Monoclonal antibodies (mAbs) are immunoglobulins designed to target a specific epitope on an antigen. The antigen-binding region of the mAb is formed by the variable domains of the heavy and light chains and contains the complementarity-determining region that imparts high specificity for the target antigen. The monoclonal antibodies (mAb or moAb) recognize only one epitope per antigen and are less likely than polyclonal antibodies to react against other proteins. Monoclonal antibodies can be used to identify specific antigens. Due to their essential functions in various areas, monoclonal antibodies have become popular molecules.
The first monoclonal antibody was generated in mice in 1975 by Milstein and Kohler using the hybridoma technique.
The most popular approach for creating monoclonal antibodies is still hybridoma production. The hybridomas that produce monoclonal antibodies from the stable fusions to develop in vitro are chosen, sub-cloned, and formed. These clones are then cultivated, and either the cells themselves or the lysates from the cell culture are used to purify the antibodies they make. Each monoclonal antibody's specificity is determined by its binding site on the target protein.
Monoclonal antibodies (mAbs) production (Polyclonal and Monoclonal Antibody Production | Microbiology | | Course Hero)
Alternative techniques for creating monoclonal antibodies have become available.

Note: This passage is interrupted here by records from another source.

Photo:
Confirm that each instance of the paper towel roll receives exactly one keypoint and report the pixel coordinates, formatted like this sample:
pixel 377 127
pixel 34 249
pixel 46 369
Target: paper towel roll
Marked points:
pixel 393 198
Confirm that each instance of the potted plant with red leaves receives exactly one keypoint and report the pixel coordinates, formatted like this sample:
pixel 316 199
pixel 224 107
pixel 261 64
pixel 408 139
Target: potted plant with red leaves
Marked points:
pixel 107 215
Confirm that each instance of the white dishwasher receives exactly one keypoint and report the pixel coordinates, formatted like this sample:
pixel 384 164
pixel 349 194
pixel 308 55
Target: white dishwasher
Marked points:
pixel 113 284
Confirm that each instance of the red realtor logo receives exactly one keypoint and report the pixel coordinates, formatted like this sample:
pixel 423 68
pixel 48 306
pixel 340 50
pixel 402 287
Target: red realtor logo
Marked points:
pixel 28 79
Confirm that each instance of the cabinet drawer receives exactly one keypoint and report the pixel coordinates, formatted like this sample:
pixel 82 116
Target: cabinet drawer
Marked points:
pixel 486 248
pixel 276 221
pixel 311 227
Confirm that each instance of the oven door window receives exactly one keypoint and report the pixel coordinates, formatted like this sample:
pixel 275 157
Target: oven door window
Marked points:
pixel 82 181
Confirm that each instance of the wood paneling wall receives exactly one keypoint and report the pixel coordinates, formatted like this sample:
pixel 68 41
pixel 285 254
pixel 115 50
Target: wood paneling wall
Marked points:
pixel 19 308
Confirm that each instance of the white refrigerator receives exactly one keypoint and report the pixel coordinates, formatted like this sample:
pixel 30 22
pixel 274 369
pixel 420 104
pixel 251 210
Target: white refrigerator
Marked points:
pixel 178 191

The so-called "phage-display method" allowed for the specificity screening of recombinant antigen-binding antibodies from a library of fusions to a carrier phage protein. The constant region of recombinant antibodies may now be tailored due to significant advancements in their manufacture, leading to cell lines that can produce them. The benefit of this novel manufacturing approach is that it avoids the problems associated with a hybridoma's long-term stability, including the eventual loss of a priceless clone.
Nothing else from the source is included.